Some examples of commensalism are:
a. An Orchid growing as an epiphyte on a mango tree gets shelter and nutrition from mango tree, while the mango tree is neither benefitted nor harmed.
b. Barnacles growing on the back of whale gets benefitted to move to different locations for food as well as shelter, while the whales are neither benefitted nor harmed.
c. Egrets always forage close to where the cattle are grazing. Because, the cattle egrets are benefitted by the cattle to detect insects as the cattle stir up the bushes and insects are flushed out from the vegetation to be catched by cattle egrets.
d. Sea anemone has stinging tentacles and the clown fish lives among them. The fish gets protection from predators, which stay away from the stinging tentacles. The anemone does not appear to derive any benefit by hosting the clown fish.
Form # 5. Mutualism:
It is an interaction that confers benefits to both the interacting species.
Some examples of mutualism are:
a. Lichens represent an intimate mutualistic relationship between a fungus and photosynthesizing algae or cyanobacteria. Here, the fungus helps in the absorption of nutrients and provides protection, while algae prepare the food.
b. Mycorrhizae are close mutual association between fungi and the roots of higher plants. Fungi help the plant for absorption of nutrients, while the plant provides food for the fungus.

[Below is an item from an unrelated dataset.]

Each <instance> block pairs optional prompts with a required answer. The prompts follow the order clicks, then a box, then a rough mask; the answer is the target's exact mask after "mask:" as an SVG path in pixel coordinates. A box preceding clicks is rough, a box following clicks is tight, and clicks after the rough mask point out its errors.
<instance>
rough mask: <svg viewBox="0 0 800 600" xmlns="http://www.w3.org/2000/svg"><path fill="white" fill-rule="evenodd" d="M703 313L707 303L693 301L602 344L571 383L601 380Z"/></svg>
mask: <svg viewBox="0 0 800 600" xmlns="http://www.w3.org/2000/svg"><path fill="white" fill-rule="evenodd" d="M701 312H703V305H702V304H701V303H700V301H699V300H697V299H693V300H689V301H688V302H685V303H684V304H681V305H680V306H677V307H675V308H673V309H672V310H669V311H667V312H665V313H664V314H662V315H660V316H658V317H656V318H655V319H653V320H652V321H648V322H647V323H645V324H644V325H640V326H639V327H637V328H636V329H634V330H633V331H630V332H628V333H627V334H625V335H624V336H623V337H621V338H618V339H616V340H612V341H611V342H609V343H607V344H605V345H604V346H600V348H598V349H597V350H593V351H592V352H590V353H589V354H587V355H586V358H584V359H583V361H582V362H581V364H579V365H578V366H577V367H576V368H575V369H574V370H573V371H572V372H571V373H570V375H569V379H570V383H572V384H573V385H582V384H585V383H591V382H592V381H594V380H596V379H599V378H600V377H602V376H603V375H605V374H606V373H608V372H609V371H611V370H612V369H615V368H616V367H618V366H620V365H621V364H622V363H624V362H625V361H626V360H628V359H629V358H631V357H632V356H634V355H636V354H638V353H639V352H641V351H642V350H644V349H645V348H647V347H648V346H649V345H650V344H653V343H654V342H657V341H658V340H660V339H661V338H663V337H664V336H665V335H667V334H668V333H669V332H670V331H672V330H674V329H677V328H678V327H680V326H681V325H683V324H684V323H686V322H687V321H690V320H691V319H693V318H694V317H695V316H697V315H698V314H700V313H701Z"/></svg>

c. Plants need help from animals for pollination and dispersal of seeds. In return, plants provide nectar, pollens and fruits to the pollinators.
For example, the female wasp uses the fruit not only as an oviposition (egg-laying) site but uses the developing seeds within the fruit for nourishing its larvae. The wasp pollinates the fig inflorescence, while searching for suitable egg-laying sites. In return, fig provides the wasp some seeds as food for the developing wasp larvae.
d. Mediterranean Orchid, Ophrys employs ‘sexual deceit’ to get pollinated by a species of bee. One petal of its flower bears an uncanny resemblance to the female of the bee in size, colour and markings.
e. The male bee is attracted to what it perceives as a female and ‘pseudo-copulates’ with the flower. During that process, pollen is dusted from the flower. When the same bee pseudo-copulates with another flower, it transfers pollen to it and pollinates another flower.